While most mitochondrial proteins are encoded in the nucleus and translated on cytosolic/endoplasmic reticulum ribosomes, proteins encoded by mitochondrial DNA are translated on mitochondrial ribosomes. Mitochondrial GTPases 1 (MTG1) regulates mitochondrial ribosome assembly and translation, but its impact on cardiac adaptation to stress is unknown. Here, we found that MTG1 is dramatically elevated in hearts of dilated cardiomyopathy patients and in mice exposed to left ventricular pressure overload (AB). To examine the role of MTG1 in cardiac hypertrophy and heart failure, MTG1 loss/gain of function studies were performed in cultured cardiomyocytes and mice exposed to hypertrophic stress. MTG1 shRNA and adenoviral overexpression studies indicated that MTG1 expression attenuates angiotensin II-induced hypertrophy in cultured cardiomyocytes, while MTG1 KO mice exhibited no observable cardiac phenotype under basal conditions. MTG1 deficiency significantly exacerbated AB-induced cardiac hypertrophy, expression of hypertrophic stress markers, fibrosis, and LV dysfunction in comparison to WT mice. Conversely, transgenic cardiac MTG1 expression attenuated AB-induced hypertrophy and LV dysfunction. Mechanistically, MTG1 preserved mitochondrial respiratory chain complex activity during pressure overload, which further attenuated ROS generation. Moreover, we demonstrated that TAK1, P38 and JNK1/2 activity is downregulated in the MTG1 overexpression group.
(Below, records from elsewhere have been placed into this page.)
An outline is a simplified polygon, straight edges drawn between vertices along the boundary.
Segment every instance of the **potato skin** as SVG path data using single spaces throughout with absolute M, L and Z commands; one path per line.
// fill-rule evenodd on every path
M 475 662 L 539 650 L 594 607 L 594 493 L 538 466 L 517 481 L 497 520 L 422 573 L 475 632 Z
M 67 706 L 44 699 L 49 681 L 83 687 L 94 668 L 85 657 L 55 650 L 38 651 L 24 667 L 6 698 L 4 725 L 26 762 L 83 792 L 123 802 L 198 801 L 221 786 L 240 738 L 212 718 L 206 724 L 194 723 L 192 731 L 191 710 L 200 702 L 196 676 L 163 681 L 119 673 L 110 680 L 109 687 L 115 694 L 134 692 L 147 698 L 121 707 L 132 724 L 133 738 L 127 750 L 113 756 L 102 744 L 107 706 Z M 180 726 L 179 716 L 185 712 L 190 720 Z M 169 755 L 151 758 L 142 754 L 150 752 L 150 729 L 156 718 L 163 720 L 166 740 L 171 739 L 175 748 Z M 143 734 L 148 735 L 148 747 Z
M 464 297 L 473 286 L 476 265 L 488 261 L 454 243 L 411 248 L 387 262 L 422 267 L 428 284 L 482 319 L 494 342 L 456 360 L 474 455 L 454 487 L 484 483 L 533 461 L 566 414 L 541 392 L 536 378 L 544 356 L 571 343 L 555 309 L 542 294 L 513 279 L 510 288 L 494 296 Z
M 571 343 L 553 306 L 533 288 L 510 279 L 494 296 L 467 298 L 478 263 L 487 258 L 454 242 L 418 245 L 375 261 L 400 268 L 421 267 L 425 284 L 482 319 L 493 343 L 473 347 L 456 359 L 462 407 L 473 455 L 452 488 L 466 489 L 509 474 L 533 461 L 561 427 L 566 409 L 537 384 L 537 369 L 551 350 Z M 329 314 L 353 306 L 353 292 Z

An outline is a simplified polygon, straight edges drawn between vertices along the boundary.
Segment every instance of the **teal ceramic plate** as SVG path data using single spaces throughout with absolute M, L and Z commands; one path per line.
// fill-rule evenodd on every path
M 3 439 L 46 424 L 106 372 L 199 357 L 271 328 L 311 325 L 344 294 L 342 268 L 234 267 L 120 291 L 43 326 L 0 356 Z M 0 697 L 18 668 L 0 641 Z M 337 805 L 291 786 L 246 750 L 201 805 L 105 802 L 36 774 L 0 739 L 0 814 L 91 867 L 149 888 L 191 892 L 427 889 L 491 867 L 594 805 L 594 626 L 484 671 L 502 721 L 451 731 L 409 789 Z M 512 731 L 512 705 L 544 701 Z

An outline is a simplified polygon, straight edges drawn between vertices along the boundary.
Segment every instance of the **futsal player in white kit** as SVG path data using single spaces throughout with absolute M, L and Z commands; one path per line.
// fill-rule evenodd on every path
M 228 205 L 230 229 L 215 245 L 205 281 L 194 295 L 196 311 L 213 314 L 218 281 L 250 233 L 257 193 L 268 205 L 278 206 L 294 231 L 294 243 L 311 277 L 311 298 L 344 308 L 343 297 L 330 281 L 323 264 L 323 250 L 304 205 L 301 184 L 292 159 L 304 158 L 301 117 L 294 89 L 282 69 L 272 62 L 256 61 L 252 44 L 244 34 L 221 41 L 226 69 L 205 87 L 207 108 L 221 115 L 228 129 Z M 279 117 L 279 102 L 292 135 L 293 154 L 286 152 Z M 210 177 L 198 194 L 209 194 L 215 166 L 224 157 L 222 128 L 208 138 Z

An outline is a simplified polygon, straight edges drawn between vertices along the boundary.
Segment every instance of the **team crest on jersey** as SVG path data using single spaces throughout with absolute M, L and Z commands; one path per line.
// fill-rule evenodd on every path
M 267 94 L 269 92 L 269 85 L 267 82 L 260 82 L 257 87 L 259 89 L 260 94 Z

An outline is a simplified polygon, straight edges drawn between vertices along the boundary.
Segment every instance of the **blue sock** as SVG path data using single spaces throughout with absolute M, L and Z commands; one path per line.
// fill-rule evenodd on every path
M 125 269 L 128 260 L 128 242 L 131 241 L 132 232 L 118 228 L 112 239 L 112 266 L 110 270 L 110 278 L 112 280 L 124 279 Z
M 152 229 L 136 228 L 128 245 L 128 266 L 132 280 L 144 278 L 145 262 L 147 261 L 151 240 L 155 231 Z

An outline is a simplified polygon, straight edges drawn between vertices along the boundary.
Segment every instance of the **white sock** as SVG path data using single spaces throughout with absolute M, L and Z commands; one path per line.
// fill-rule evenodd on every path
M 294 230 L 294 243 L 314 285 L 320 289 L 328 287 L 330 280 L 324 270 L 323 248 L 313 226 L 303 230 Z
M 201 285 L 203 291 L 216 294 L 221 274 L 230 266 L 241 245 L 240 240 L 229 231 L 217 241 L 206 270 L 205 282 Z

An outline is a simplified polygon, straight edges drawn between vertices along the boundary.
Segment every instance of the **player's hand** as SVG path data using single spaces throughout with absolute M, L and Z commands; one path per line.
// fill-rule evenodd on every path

Importantly, dampening oxidative stress with N-acetylcysteine (NAC) lowered hypertrophy in MTG1 KO to WT levels. Collectively, our data indicate that MTG1 protects against pressure overload-induced cardiac hypertrophy and dysfunction by preserving mitochondrial function and reducing oxidative stress and downstream TAK1 stress signaling.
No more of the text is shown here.